Desejos & Pensamentos por Cátia Neves

Pilhas de amor

Estavam ali, olhando para mim cada vez que eu abria o armário, revestidas por aquela caixa colorida que eu teimava em não querer mais encarar. Guardadas, empacotadas, longe da vista, memorias não esquecidas mas difíceis de serem lembradas. Certas lembranças tornam-se mais ternas e profundas quando não se mexe muito nelas… Como se isso nos desse a oportunidade de nos recordar apenas daquilo que um dia nos fez sorrir e trancar as lágrimas numa caixa ainda mais profunda para nunca mais abrir...

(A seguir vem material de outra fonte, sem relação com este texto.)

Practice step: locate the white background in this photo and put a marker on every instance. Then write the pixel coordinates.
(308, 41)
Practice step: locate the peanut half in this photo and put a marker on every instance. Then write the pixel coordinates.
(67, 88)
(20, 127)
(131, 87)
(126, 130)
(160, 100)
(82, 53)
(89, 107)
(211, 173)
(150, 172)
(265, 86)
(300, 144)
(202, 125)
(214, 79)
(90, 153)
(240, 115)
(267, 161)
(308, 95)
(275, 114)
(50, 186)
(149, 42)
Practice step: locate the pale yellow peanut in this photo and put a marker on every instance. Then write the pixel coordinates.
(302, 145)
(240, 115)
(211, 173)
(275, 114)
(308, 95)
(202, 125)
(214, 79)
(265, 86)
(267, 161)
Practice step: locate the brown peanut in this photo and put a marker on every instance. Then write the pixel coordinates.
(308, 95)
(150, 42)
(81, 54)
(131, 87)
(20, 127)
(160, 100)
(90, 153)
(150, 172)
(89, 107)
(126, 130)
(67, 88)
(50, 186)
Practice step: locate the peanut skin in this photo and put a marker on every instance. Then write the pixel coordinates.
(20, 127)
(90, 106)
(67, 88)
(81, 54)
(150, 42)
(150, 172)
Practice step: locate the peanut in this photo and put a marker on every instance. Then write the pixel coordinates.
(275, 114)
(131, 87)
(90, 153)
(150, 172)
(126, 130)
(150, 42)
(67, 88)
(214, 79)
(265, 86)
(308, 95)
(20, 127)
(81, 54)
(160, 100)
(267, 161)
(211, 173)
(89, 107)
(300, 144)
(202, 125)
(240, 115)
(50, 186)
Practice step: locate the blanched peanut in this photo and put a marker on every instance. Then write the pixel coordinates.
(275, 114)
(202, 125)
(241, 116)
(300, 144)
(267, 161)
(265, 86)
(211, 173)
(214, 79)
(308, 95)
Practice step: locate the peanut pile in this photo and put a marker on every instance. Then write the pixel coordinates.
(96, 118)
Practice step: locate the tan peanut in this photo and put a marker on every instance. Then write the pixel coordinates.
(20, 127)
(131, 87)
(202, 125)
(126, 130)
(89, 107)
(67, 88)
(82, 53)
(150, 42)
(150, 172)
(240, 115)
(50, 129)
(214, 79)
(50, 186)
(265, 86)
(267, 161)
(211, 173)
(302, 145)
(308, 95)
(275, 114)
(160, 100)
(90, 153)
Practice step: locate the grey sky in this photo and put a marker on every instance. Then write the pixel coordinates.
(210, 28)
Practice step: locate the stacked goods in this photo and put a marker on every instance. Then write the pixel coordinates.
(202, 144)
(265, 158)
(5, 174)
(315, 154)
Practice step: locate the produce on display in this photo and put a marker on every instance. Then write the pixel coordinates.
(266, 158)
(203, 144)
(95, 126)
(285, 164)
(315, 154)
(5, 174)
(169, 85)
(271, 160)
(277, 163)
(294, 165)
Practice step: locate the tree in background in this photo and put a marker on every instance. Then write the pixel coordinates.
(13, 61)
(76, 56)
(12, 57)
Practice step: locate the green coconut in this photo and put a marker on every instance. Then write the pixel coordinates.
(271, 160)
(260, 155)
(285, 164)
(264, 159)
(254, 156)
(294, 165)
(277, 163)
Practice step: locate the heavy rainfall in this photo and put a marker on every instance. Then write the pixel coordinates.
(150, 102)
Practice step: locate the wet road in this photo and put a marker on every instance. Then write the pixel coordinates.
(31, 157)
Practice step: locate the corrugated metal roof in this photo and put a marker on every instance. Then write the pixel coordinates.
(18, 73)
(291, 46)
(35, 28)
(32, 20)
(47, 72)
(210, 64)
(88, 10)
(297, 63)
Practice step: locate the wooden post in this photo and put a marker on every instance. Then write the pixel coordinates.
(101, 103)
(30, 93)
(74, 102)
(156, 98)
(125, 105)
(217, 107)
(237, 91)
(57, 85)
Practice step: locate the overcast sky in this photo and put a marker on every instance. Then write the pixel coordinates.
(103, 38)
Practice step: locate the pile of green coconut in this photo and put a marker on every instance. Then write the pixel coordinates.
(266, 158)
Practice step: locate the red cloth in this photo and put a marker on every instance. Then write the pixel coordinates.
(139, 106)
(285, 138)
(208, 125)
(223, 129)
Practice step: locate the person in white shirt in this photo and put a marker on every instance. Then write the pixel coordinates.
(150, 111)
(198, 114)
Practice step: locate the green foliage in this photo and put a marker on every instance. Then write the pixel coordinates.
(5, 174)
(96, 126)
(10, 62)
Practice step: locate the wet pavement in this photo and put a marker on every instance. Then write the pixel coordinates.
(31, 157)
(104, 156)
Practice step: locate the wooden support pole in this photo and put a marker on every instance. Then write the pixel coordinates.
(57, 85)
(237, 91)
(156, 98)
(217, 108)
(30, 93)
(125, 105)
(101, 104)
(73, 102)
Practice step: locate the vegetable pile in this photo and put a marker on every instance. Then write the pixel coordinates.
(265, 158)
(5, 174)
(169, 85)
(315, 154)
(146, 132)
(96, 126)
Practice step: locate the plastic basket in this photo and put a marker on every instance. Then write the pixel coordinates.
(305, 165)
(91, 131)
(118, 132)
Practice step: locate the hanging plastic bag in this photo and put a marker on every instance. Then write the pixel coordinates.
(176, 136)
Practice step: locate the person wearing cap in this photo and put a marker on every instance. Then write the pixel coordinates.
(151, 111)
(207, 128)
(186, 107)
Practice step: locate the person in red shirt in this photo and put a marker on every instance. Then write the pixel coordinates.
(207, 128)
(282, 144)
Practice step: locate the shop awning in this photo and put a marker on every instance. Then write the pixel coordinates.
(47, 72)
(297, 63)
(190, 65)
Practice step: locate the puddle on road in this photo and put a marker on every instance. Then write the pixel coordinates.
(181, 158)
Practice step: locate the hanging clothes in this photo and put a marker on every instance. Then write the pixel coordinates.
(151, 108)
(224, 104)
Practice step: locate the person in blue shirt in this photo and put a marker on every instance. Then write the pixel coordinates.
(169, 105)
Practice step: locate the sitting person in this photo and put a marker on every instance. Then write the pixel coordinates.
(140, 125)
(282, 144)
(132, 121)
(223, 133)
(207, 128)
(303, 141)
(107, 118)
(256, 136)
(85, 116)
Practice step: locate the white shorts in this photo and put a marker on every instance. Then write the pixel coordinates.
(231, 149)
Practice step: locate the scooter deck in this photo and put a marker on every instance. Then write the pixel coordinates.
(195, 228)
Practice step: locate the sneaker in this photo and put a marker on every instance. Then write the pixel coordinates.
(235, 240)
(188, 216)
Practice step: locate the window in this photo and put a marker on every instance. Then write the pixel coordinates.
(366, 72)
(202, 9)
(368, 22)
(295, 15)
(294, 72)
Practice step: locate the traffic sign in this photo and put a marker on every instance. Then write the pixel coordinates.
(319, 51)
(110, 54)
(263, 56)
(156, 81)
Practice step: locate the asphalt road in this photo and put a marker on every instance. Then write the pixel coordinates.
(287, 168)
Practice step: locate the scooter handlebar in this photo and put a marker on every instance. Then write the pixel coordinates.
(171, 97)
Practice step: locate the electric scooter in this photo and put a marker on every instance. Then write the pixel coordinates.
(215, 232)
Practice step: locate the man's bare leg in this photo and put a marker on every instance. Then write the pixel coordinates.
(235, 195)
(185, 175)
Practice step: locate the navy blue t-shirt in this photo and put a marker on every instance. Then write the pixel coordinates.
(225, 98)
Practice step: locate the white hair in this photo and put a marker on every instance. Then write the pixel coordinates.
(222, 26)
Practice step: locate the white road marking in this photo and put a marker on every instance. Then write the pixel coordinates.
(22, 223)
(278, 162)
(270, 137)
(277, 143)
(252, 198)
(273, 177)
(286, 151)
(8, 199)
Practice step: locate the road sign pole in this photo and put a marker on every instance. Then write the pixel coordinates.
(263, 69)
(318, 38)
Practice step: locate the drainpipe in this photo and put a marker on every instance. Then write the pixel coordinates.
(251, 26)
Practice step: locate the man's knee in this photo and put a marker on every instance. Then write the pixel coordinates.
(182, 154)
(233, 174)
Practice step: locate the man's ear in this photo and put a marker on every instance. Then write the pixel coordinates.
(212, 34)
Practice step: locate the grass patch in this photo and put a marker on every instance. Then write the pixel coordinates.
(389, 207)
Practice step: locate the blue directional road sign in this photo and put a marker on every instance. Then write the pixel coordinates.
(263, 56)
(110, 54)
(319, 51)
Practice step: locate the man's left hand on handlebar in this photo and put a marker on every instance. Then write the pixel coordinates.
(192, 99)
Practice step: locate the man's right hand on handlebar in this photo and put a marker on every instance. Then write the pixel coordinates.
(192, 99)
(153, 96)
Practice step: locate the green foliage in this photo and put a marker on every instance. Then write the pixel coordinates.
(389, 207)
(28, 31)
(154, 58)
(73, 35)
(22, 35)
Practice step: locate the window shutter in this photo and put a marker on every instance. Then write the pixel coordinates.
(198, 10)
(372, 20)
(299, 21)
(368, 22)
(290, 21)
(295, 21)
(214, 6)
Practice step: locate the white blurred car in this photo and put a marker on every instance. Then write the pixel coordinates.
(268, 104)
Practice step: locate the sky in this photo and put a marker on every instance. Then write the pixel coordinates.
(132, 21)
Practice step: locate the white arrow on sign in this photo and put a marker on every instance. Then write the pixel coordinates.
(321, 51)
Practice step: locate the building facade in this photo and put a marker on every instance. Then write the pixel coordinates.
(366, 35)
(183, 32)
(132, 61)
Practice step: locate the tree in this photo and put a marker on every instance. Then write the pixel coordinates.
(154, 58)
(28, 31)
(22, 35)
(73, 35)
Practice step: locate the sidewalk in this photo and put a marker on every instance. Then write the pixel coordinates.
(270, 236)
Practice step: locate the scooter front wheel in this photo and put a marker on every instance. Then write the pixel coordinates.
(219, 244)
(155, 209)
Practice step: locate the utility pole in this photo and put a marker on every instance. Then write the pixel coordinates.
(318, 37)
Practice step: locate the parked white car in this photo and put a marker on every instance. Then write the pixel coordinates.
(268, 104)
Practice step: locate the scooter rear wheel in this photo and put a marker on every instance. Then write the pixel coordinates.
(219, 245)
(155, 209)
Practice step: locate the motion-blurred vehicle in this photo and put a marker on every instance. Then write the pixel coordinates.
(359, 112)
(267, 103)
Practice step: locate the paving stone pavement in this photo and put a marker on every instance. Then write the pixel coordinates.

Lembranças deveriam ser apenas isso… lembranças! Mas o ser humano tem a louca e estranha capacidade de não entender o tal e recordações podem ser o começo de toda uma nova história…
Naquela manha abri finalmente a caixa, andava fazia quase uma semana a encarar-me todas as manhas quando abria o armário. Senti um calafrio que me percorreu partes do corpo que nem sabia ter… É difícil agarrar em mãos momentos, frases, musicas, sorrisos… é difícil agarrar em mãos uma época que nos fez tão feliz e que hoje é apenas uma caixa guardada entre tantas, dentro do velho armário. Olhei aquela pilha de fotografias e senti-me transportada para outra dimensão, a cabeça lembra-se de histórias e o coração prega-nos partidas. Saudade é aquela estranha palavra que a língua portuguesa inventou e tantas vezes aparece junta das recordações.
Agarro no telefone, como se fosse imperativo que o fizesse, derrepente já não sou dona do meu corpo, ele está comandado pelas tais lembranças… Atendes com a mesma voz meiga e doce que sempre te foi característica. Combinamos encontrar-nos mais tarde. Depois de uma bebida e de um passeio junto ao Tejo eu já estava perdidamente com vontade de empacotar outra caixa, mais fotografias, mais sorrisos, mais músicas e mais momentos… mas desta vez mandaste a tampa ao mar e fizeste-me acreditar que uma história de amor como a nossa nunca mais iria ser tapada, tampa na caixa nunca mais… seria uma história sem fim… um empilhar de recordações felizes… Pilhas de amor para mais tarde recordar, longe do velho armário e muito perto do coração.